Structure-aware Attention Module: Enhances spatial consistency by filtering through a novel structure-aware attention mechanism. This module identifies local geometry efficiently, contrasting the computational demand of full 3D convolutional networks.
Fast PointNet Architecture: Adopts a variant of PointNet to predict 3D bounding boxes. Coupled with the structure-aware attention, it strikes a beneficial balance between computational efficiency and detection accuracy.

Experimental Results

The efficacy of RTS3D is empirically demonstrated using the KITTI benchmark, highlighting several key outcomes:

Real-Time Performance: Achieves the milestone of over 24 FPS, making RTS3D the first real-time stereo image 3D detection system.
Accuracy Improvements: Delivers a 10% increase in average precision compared to prior state-of-the-art methods. This performance is accomplished without reliance on extensive annotations for supervised depth estimation.

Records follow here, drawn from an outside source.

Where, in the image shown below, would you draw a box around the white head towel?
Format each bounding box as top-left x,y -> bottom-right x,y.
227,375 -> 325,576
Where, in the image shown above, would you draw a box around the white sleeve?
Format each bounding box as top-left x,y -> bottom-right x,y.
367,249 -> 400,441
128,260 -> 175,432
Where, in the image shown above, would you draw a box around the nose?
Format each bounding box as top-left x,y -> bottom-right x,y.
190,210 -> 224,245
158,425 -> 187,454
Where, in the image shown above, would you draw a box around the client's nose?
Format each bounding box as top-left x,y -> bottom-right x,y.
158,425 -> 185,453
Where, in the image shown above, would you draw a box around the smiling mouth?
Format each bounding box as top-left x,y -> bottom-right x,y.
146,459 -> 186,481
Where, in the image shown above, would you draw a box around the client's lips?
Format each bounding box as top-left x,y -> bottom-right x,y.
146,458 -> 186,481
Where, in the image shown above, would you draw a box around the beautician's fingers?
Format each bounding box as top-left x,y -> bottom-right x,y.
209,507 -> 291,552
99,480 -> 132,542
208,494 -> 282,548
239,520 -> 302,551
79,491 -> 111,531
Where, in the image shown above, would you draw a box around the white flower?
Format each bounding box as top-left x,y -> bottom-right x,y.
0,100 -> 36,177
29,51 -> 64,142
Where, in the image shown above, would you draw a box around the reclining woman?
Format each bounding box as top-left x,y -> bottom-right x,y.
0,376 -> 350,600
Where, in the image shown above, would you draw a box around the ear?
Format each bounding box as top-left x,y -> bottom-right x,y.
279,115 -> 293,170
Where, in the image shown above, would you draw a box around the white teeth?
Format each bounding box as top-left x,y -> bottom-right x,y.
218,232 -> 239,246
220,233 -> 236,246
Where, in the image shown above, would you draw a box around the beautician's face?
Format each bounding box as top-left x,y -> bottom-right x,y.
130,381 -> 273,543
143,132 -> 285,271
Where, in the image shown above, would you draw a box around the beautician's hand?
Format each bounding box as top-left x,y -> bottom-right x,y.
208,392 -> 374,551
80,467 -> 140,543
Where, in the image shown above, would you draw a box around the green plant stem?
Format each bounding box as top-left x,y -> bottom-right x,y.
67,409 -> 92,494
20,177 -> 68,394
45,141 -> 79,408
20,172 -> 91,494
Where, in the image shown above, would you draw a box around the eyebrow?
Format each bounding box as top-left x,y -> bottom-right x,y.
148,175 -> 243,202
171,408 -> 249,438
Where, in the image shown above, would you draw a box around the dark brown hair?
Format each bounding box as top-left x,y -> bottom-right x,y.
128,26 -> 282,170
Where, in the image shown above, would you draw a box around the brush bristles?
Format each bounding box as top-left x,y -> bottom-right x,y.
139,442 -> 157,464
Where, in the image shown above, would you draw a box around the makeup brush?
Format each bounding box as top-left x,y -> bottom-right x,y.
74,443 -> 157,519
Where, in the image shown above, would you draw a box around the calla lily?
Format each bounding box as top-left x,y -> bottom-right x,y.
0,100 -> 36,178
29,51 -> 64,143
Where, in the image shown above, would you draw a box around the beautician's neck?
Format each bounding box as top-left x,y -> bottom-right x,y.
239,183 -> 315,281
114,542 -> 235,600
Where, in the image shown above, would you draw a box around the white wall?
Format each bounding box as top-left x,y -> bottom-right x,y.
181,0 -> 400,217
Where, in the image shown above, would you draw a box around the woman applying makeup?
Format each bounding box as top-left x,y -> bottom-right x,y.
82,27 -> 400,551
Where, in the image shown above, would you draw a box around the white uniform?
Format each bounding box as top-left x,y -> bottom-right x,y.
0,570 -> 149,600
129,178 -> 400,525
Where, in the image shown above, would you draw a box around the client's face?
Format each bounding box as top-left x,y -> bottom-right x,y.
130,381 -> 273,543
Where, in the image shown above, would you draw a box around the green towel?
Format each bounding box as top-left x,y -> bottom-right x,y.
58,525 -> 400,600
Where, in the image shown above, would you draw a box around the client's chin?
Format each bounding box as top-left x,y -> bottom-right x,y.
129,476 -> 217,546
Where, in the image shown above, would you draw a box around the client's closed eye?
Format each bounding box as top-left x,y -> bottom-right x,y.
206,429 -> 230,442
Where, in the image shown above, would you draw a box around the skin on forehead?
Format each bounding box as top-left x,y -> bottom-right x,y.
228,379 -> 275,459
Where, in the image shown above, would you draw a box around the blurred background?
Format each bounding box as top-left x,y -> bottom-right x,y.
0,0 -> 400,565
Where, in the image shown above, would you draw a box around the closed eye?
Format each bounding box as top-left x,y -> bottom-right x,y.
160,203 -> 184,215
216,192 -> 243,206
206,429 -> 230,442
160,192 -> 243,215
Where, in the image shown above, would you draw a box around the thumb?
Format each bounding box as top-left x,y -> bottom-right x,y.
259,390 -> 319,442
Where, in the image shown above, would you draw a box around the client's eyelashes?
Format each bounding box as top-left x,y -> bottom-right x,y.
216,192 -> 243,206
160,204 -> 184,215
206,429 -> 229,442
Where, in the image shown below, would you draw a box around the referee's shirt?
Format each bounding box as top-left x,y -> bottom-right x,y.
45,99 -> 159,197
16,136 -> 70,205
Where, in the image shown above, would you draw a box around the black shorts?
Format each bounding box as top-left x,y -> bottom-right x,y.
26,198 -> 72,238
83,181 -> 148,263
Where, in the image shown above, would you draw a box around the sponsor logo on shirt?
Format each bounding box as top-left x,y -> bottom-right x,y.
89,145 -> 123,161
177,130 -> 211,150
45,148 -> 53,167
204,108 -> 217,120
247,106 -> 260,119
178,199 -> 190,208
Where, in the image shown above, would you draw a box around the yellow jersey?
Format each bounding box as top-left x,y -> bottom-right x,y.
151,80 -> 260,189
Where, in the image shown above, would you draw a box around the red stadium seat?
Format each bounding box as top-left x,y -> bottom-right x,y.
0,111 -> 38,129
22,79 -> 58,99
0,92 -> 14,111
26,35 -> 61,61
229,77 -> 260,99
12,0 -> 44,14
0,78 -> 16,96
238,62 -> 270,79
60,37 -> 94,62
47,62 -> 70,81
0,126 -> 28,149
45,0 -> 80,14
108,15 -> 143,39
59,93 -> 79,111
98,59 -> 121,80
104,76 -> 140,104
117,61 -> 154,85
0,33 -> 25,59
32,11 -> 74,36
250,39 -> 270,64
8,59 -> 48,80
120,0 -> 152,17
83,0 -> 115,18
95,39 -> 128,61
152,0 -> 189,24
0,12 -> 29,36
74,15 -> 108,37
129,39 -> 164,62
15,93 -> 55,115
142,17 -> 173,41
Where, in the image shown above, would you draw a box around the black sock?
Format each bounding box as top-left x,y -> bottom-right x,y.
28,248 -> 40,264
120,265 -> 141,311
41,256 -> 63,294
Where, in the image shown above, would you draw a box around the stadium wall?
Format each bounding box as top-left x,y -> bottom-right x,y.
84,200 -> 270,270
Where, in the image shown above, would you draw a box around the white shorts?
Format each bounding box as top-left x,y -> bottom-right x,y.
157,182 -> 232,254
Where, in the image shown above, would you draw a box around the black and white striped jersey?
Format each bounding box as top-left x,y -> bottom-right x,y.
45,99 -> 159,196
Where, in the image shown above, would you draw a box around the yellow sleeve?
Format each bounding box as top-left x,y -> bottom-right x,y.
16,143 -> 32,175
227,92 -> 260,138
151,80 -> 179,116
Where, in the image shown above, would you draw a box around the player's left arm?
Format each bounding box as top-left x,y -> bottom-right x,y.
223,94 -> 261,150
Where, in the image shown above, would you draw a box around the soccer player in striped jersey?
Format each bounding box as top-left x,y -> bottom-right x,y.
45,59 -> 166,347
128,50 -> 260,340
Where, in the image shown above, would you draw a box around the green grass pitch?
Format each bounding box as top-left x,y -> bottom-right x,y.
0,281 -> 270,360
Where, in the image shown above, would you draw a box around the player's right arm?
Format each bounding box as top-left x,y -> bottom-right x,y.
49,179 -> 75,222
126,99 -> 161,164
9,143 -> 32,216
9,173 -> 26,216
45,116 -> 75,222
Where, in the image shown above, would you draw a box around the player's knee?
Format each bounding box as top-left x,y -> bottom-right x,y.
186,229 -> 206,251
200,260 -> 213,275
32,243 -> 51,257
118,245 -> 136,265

Implications and Future Work

RTS3D’s method presents practical advancements in autonomous driving by significantly reducing the computational overhead typical of 3D object detection processes, and offering a scalable, accurate solution without excessive reliance on LiDAR systems. The approach effectively taps into the detailed decompose-and-reconstruct process of visual scenes through stereo imagery.

Potential future developments could focus on extending the current system by integrating temporal consistency across image frames or further reducing spatial noise using unsupervised learning techniques. This enhances the model’s robustness in dynamic environments typical in autonomous driving scenarios.

Conclusion

The RTS3D framework offers an efficient, accurate alternative for 3D detection in autonomous systems, by effectively leveraging stereo vision data. By circumventing depth supervision and extensive computational resources, it sets a precedent for real-time 3D object detection applicable in practical, real-world scenarios. As autonomous systems continue to evolve, such innovations enable broader deployment in urban and dense environments while maintaining high accuracy and efficiency.